Sunday, 16 October 2016

In western Aleppo





After having just written a piece about how I feel that the BBC has focused almost exclusively on the suffering of the anti-Assad, rebel side in the Syrian Civil War (Jeremy Bowen excepted), I tuned into this morning's Sunday on Radio 4 to have my expectations confounded. Ed Stourton talked to someone who works to counter the suffering of people on the other side of the conflict - namely Catholic Armenian nun Sister Annie Demerjian, who helps the sick and elderly in government-held areas. 

Ed, on introducing her, said she "does relief work in Aleppo - western Aleppo that is, not the eastern part of the city which is held by the rebels." He didn't spell out why a Catholic nun wouldn't be helping in (Islamist) rebel-held eastern Aleppo, but it's not hard to guess. Nor did he spell out why a Catholic nun would be able to go about her work in (secularist) regime-controlled western Aleppo, but we can easily guess that too. 

The Christian population has fallen from around 200,000 before the war to just 33,000 now, she said.

She talked of the dangers from "shells and bombs", "rockets, bombs and shells" and I presumed these came from the rebel side. 

The programme's website, however, rather curiously, talks about "airstrikes" (presumably meaning Russian and Syrian regime airstrikes). 

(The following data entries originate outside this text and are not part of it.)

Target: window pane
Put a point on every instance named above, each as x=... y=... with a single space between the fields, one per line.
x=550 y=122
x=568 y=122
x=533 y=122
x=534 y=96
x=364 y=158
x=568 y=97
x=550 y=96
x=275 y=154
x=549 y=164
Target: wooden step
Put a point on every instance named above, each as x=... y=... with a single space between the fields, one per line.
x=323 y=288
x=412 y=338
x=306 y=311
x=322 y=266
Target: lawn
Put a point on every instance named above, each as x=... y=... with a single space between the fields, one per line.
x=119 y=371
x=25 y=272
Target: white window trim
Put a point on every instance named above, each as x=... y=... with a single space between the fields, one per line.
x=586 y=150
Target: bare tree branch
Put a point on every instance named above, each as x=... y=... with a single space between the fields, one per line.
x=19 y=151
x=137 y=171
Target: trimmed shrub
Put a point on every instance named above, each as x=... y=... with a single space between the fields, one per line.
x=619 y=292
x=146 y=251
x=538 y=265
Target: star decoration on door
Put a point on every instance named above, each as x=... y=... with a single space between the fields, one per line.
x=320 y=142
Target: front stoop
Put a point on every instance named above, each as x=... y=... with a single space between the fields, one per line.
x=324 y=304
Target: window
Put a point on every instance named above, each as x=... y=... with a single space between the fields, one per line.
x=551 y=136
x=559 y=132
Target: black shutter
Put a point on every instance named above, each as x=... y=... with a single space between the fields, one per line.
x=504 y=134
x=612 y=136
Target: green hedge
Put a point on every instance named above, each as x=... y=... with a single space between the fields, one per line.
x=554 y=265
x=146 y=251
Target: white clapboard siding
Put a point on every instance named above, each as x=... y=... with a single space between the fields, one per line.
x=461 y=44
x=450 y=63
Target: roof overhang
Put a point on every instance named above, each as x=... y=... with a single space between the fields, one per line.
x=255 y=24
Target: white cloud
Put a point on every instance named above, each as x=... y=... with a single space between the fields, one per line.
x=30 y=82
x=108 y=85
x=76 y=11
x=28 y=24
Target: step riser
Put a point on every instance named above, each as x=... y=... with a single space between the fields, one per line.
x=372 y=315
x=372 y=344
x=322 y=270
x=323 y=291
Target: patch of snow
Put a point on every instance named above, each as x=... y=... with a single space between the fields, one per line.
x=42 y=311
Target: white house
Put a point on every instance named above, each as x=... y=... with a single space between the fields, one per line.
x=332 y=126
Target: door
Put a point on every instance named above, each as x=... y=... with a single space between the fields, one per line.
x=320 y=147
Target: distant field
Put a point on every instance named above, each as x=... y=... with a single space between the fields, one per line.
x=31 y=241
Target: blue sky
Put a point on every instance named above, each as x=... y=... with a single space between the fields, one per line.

She actually never mentioned airstrikes - presumably because government-held western Aleppo isn't targeted by the Russians or the Syrian government. So why put that on the Sunday website? 

Could it be that the people at Sunday are so used to reporting just one side of this war that they automatically assumed that Sister Annie and the people she's helping would be in danger from the Russians and the Syrian regime rather than from the rebels?